We'll continue to expand the proteomic side, but we also have to remember that we already have the existing whole genome and whole exome sequencing data, and we're enhancing this with the addition of the nuclear magnetic resonance metabolomics data from Nightingale Health.


With that data now becoming available for half a million participants, as well as repeat samples in the cohort and also incorporating in 50,000 participants the Oxford Nanopore technology or the long read sequencing, and looking at how we can also include other assays, such as short read sequencing using the elliptical platform, immunophenotyping and RNA sequencing; that really provides us an opportunity to start to look at omics across multiple steps and more broadly as well.


When we get all of that data together, the big challenge is always, how do you get the research community trained and able to work with it, so that will be a collaboration between the UK Biobank and our experts in the community.

I think it's an exciting time ahead for the UK Biobank, with lots of new data coming over the next couple of years to enhance the space.


RLS:

Do you think there are educational or awareness challenges around this new technology?


AL:

I think the reality is that proteomics is, in many ways, a newer field because of the challenges in the past of scalability.
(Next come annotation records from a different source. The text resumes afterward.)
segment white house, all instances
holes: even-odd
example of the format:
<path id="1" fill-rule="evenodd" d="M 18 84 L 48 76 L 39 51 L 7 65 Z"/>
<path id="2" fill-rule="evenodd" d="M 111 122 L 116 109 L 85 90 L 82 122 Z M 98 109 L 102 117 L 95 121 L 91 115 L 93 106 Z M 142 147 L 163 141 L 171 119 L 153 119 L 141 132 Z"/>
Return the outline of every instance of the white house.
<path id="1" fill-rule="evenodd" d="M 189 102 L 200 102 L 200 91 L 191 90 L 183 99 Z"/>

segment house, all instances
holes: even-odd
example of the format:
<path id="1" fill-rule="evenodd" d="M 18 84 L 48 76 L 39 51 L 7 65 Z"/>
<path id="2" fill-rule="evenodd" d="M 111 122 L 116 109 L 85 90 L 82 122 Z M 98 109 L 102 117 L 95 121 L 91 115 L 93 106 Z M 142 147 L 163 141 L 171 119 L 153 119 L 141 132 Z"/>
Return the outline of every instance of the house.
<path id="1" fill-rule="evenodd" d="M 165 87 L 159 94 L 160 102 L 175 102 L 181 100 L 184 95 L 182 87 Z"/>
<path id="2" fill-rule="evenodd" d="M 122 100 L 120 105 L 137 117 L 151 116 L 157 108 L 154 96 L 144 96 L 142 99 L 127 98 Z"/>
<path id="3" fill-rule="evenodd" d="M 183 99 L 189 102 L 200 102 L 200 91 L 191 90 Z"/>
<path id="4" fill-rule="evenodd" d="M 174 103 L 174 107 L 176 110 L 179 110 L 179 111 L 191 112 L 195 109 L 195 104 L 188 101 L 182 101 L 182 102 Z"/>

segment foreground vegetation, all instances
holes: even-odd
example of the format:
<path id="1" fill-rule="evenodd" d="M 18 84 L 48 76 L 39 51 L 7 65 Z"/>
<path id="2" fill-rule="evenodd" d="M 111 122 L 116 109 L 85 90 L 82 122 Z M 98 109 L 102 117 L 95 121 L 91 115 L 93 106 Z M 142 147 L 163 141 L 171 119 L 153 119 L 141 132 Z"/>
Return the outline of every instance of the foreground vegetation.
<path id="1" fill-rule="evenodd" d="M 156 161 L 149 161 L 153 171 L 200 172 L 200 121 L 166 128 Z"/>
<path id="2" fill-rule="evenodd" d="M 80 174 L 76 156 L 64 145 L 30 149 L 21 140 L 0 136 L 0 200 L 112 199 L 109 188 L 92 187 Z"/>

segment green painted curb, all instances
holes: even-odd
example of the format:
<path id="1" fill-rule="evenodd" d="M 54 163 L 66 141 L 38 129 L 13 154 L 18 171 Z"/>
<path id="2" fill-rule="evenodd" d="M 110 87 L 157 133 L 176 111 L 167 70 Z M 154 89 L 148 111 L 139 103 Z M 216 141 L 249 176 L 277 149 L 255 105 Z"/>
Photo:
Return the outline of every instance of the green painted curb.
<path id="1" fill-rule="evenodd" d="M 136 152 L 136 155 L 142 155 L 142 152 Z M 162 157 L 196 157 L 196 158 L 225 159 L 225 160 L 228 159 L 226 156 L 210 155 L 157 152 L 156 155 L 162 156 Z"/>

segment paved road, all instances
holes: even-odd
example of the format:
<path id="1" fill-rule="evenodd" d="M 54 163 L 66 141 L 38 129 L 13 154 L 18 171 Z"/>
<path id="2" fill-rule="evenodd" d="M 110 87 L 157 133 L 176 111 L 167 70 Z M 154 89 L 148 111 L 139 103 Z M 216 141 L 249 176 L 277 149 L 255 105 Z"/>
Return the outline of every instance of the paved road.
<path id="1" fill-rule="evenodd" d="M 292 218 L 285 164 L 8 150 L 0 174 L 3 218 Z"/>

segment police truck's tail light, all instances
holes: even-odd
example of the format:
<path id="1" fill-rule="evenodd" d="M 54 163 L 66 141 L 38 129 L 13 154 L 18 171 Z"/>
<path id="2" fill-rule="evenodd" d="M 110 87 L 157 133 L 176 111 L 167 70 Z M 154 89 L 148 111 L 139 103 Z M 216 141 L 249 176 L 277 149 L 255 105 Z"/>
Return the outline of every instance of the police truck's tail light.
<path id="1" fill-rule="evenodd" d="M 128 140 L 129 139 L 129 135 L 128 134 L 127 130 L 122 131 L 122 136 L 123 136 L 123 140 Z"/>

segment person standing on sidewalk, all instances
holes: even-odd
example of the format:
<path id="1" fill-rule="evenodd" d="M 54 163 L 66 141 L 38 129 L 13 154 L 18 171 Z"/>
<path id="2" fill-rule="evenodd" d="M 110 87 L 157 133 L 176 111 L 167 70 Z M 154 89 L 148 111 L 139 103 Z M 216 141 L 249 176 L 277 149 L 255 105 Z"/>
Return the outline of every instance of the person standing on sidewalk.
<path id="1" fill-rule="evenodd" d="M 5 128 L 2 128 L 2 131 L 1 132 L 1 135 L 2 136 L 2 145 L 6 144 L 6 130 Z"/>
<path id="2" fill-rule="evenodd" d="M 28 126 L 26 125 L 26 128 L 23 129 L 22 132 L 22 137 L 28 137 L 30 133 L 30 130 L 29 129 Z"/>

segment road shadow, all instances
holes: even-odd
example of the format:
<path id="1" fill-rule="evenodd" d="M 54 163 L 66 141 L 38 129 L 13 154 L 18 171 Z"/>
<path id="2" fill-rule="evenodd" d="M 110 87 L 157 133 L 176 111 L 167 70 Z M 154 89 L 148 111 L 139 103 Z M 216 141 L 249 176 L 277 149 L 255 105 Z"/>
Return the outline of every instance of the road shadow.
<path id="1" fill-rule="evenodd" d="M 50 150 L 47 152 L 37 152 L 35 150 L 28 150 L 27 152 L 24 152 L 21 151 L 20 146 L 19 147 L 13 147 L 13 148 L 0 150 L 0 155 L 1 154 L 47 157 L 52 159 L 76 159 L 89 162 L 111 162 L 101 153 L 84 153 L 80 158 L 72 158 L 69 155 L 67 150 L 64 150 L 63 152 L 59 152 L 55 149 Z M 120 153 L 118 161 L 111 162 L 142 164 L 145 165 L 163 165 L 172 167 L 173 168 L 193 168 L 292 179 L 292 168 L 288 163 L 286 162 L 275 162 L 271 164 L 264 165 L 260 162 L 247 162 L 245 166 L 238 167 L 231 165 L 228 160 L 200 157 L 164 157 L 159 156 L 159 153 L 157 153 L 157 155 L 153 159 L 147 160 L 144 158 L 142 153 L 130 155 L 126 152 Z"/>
Genomics is ahead in many ways and there's more awareness as to what the potential value of that data is. But I think now we're starting to see biomarker and potential drug target discovery, and the clinical translation value of proteomics.


There's still work to be done to understand the different platforms and the different ways of analyzing the data, and what the value is of having these complementary data sets too.


This is one of the things that I’ve been speaking to the people within HUPO about, as well as thinking about how we can leverage the expertise of HUPO to be able to help build that information, to go to funders to say: “Well, why do we need to do this? What is the potential value? What is the potential value of this data for drug discovery, for biomarker discovery and ultimately, for improving clinical practice in the future?”